OBJECT OF THE INVENTION [Industrial Application Field] The present invention relates to an improvement in a thermal transfer sheet, and more particularly, to a thermal transfer sheet that provides functions of matte printing, prevention of static electricity, and prevention of secret leakage. [Prior Art] When printing a computer or word processor using a thermal transfer method, a thermal transfer sheet is used, which has a base film and a heat-melting ink layer on one side. Conventional thermal transfer sheets use a 10 to 20 micron thick paper such as capacitor paper or paraffin paper, or a 3 to 20 micron thick plastic film such as polyester or cellophane as a base film, and add pigment to the wax. This product is manufactured by coating a layer of hot-melt ink containing a mixture of the following. However, prints or images recorded with a thermal printer are generally glossy. Although glossy printing is beautiful, it is not desirable in terms of readability, so it is desired to perform matte printing. If paper is used instead of plastic as the base film, the gloss of the print will be lower, but it is still insufficient, and plastic, especially polyester, can be made thinner (up to about 1.6μ).
Due to its high strength, it has recently become mainstream. For this reason, there is a strong demand for matte printing. Furthermore, when the base film is made of plastic, there are many problems in terms of handling and printing quality, such as the generation of static electricity that sticks to hands or attracts dust, and therefore requires antistatic treatment. Furthermore, if the ink in the area heated and printed by the thermal head bleeds off, it becomes readable and there is a risk of leaking confidential information. [Problems to be Solved by the Invention] An object of the present invention is to improve the above-mentioned drawbacks of the conventional heat-sensitive transfer sheets and to provide a heat-sensitive transfer sheet that provides functions of matte printing, prevention of static electricity, and prevention of secret leakage. be. Structure of the Invention [Means for Solving the Problems] In the present invention, by incorporating conductive powder into the matte layer provided on the base film, and if necessary, changing the color of the matte layer. The above drawbacks of the prior art are solved by making the color the same as that of the hot-melt ink layer.The present invention provides a matte layer on the base film surface, and a matte layer on the matte layer. A heat-sensitive transfer sheet having a heat-melting ink layer that is peeled off from a matte layer, wherein the matte layer is made of the following components A, B, C A thermoplastic resin, or OH group, or COOH.

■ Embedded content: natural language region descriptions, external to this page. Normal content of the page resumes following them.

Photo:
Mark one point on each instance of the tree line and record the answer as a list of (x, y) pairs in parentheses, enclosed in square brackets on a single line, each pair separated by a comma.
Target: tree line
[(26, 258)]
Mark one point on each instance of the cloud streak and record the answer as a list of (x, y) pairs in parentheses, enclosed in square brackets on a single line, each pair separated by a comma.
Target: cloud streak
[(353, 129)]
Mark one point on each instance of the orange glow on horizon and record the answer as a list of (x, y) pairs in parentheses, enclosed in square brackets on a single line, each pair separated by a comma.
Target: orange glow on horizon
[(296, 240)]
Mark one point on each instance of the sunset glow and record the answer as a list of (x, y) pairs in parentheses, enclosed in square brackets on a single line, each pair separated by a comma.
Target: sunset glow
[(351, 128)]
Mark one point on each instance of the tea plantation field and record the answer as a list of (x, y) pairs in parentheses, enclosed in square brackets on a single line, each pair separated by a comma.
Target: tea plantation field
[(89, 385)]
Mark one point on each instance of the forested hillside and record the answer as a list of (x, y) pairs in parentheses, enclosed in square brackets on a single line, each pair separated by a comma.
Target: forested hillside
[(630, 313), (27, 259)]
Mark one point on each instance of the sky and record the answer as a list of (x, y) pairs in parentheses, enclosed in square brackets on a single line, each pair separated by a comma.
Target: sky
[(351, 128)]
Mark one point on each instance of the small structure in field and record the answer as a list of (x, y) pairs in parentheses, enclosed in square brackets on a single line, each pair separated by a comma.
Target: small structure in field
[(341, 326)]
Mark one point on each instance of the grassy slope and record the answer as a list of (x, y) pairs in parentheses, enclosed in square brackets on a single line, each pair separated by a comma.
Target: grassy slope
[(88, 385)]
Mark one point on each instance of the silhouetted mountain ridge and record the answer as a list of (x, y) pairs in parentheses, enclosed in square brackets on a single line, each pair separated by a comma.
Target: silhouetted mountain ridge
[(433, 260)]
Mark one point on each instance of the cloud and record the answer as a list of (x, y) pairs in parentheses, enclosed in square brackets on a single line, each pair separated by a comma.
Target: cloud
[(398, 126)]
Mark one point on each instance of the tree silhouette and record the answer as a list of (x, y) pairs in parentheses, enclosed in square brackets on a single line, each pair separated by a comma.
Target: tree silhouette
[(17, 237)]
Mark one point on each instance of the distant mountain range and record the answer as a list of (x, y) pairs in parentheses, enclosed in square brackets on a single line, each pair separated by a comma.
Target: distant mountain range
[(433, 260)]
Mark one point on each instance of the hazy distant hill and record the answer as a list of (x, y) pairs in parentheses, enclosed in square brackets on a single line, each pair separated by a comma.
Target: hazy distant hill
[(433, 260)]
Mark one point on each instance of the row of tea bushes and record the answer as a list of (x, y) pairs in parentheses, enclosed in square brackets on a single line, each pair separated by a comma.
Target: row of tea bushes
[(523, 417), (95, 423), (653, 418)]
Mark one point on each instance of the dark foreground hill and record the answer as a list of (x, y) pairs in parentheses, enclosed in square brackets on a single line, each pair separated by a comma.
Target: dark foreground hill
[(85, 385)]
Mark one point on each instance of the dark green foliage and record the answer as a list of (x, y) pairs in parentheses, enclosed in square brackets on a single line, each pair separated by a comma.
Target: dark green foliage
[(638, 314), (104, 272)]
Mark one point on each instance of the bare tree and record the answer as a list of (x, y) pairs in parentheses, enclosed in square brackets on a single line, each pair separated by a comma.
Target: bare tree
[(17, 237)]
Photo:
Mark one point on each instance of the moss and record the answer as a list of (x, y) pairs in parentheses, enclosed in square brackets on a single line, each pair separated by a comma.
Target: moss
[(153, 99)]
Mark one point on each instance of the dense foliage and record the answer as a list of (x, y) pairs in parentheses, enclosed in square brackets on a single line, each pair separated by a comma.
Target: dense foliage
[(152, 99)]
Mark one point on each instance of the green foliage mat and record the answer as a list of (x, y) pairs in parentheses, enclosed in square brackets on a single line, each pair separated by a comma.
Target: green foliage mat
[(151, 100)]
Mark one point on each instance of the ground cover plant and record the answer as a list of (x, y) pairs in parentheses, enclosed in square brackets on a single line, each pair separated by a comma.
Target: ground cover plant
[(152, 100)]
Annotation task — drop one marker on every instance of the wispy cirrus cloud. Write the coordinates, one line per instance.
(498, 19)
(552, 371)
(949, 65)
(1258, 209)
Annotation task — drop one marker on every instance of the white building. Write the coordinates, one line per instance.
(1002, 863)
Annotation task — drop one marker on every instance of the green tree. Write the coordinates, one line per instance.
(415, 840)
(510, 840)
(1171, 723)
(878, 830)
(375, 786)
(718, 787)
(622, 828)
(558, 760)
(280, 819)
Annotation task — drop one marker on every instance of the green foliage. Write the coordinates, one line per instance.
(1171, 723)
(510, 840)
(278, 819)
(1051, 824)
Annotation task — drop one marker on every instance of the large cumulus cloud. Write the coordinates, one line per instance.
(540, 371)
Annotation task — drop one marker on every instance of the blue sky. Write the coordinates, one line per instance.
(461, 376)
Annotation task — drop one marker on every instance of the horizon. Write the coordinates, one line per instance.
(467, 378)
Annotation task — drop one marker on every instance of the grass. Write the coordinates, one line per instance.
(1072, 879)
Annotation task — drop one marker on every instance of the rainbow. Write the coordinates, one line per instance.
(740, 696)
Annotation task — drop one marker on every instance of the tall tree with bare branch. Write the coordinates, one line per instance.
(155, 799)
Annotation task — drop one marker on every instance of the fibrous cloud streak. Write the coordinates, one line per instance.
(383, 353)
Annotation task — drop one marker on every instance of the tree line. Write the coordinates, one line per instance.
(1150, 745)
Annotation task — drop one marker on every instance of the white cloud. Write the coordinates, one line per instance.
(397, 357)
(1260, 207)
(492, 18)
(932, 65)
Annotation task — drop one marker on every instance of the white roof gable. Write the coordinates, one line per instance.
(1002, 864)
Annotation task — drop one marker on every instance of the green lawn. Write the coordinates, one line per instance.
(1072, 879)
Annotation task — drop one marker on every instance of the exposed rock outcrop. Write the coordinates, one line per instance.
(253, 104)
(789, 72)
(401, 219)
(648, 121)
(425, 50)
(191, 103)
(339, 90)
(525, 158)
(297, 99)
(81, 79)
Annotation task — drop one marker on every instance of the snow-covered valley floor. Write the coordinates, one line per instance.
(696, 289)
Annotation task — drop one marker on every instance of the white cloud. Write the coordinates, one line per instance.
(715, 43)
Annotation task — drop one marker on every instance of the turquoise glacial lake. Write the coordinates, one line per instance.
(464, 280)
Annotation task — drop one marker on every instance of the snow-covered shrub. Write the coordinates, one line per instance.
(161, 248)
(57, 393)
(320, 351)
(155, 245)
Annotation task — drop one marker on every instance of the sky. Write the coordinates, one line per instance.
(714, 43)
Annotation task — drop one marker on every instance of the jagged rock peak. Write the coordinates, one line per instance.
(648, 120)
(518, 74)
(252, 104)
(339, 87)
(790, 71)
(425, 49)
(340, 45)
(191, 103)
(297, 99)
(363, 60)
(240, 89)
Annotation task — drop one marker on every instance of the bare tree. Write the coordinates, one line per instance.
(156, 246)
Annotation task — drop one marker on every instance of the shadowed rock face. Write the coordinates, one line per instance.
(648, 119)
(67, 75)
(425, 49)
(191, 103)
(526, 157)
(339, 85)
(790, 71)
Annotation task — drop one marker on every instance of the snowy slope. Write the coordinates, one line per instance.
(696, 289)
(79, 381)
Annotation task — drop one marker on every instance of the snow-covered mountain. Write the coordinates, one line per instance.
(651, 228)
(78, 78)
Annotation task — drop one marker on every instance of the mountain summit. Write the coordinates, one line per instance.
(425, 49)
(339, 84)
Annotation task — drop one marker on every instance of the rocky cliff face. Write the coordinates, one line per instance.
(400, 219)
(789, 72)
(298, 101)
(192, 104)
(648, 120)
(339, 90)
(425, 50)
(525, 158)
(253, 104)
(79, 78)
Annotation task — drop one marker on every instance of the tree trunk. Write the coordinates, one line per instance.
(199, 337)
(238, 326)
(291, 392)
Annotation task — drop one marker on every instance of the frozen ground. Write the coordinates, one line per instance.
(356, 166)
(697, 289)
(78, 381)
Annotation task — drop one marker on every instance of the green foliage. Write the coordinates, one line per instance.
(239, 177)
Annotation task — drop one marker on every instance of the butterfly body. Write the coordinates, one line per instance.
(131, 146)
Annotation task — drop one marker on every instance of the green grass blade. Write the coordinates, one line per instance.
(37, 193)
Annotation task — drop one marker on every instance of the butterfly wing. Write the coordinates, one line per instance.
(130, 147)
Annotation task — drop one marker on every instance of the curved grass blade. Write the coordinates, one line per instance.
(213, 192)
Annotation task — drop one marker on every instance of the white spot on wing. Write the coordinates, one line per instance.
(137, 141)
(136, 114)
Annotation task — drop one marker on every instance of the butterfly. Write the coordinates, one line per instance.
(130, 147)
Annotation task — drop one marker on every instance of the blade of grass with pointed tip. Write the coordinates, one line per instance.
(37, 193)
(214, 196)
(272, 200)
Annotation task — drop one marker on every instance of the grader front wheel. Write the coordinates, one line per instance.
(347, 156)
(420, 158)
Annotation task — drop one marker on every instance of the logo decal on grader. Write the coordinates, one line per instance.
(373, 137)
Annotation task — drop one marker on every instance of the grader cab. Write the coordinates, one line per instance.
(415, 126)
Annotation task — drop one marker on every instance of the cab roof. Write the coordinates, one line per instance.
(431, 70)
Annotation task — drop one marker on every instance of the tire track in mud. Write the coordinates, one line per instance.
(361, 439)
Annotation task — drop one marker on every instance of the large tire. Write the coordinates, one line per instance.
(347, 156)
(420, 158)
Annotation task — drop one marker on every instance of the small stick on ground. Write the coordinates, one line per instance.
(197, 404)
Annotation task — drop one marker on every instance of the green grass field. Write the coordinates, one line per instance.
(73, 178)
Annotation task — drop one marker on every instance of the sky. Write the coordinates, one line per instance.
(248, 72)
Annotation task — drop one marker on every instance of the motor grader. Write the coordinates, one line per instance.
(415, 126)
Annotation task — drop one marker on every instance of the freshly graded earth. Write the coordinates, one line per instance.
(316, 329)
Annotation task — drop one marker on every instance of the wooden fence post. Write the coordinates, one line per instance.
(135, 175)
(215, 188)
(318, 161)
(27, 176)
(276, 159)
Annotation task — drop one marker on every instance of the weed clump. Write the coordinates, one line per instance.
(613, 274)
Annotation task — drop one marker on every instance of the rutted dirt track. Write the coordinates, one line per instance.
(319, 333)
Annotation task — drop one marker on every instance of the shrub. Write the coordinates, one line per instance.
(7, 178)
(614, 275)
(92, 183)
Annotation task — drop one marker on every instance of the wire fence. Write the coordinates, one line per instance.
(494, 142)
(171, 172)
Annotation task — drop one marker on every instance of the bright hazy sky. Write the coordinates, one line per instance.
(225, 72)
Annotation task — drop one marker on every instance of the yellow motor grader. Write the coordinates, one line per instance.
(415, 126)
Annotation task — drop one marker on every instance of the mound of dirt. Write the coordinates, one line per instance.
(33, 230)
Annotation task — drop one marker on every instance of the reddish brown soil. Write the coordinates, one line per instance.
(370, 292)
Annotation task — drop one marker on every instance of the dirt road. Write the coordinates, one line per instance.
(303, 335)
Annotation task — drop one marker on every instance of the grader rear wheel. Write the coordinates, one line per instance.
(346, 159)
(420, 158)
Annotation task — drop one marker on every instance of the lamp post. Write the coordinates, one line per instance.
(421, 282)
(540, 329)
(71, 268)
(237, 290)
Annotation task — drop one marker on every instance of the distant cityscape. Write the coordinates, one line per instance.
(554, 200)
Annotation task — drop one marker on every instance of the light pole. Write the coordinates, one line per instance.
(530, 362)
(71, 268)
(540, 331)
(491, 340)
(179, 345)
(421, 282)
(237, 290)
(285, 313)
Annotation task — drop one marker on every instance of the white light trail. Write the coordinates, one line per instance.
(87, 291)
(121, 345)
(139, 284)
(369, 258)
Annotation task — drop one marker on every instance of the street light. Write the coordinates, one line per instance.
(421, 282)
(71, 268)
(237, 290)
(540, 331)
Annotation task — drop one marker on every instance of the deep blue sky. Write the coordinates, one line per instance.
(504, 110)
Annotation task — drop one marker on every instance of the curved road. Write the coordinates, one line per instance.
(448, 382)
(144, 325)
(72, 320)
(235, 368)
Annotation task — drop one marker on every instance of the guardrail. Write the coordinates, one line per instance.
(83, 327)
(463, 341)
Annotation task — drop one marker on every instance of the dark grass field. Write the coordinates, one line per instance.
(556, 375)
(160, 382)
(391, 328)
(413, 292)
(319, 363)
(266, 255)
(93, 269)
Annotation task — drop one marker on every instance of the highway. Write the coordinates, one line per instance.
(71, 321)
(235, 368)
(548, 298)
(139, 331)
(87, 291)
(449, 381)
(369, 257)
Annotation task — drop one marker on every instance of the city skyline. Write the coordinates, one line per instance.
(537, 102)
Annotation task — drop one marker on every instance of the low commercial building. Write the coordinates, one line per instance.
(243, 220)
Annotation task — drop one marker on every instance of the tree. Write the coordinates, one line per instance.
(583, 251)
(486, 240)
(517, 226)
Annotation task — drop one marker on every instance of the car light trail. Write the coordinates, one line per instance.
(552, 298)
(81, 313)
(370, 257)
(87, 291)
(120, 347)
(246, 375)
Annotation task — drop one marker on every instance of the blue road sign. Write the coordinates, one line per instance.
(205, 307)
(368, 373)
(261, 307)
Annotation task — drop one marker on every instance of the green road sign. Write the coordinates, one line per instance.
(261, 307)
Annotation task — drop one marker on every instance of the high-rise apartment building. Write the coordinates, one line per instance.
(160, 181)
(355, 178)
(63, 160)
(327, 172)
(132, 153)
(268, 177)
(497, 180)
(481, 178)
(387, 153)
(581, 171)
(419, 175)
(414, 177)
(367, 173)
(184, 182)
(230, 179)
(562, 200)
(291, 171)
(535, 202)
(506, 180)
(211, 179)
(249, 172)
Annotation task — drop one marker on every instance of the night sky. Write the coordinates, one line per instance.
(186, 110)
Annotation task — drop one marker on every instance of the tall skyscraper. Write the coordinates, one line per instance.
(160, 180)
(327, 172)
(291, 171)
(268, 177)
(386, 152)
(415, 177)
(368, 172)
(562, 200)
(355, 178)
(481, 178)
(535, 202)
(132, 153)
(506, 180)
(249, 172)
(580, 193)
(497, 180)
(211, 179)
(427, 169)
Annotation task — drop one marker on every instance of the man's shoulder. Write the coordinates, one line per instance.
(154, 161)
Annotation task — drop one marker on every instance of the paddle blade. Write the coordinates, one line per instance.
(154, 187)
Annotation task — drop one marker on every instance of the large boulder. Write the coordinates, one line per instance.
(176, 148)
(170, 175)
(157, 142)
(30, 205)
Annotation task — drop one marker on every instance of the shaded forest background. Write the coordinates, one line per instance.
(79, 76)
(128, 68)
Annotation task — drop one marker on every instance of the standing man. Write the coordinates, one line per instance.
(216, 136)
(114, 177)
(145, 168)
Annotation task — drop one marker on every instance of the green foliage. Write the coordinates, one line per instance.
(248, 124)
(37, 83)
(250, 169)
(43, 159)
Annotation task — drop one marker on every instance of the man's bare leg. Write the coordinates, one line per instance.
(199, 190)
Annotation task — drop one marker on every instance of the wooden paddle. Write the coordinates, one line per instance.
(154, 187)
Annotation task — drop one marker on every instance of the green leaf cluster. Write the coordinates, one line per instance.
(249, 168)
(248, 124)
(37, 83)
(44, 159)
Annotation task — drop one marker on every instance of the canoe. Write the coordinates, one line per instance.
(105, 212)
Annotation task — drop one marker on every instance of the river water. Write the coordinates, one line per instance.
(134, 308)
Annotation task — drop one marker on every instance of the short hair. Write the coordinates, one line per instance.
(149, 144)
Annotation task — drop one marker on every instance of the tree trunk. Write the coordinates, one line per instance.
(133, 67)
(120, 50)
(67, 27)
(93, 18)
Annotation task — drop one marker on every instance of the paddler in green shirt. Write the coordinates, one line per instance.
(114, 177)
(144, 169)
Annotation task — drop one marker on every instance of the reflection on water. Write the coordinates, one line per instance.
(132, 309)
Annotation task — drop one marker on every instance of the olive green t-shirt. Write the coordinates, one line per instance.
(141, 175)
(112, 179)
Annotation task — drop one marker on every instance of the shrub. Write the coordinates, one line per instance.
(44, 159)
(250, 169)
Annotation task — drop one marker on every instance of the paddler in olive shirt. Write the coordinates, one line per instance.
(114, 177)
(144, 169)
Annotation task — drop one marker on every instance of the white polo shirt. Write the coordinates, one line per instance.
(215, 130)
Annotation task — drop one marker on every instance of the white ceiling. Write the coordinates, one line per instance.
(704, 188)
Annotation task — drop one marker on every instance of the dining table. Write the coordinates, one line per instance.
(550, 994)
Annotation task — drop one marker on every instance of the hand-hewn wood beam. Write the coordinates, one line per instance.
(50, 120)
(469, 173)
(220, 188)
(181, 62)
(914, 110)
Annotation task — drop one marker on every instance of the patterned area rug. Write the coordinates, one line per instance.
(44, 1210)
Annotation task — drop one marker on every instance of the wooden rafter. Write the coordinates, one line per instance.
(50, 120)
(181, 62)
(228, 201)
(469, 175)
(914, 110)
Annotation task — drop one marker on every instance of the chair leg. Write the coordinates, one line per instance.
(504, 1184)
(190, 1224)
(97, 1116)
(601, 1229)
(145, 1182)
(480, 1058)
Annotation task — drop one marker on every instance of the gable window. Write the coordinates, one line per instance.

A resin obtained by adding a compound or diisocyanate having two or more amino groups to a thermoplastic resin having two or more amino groups, B a matting agent made of fine powder of an inorganic pigment, C a conductive powder, and the average matting depth of the matting layer is 0.15. ~
2 μ, and the surface resistance value of the mat layer is 10 ⁹ Ω.
This is a heat-sensitive transfer sheet characterized by the following. If it is necessary to prevent leakage of confidential information, the main idea is to make the color of the matte layer the same as the color of the heat-melting ink layer. As the base film, commonly used plastic films such as polyester, polypropylene, cellophane, acetate, and polycarbonate, and papers such as condenser paper and paraffin paper are used. Polyester film is most suitable. Hot-melt ink is prepared by blending a colorant with EVA, paraffin wax, carnauba wax, etc. Colorants include cyan, magenta,
In addition to colorants that form yellow and black,
Colorants of various other colors can also be used.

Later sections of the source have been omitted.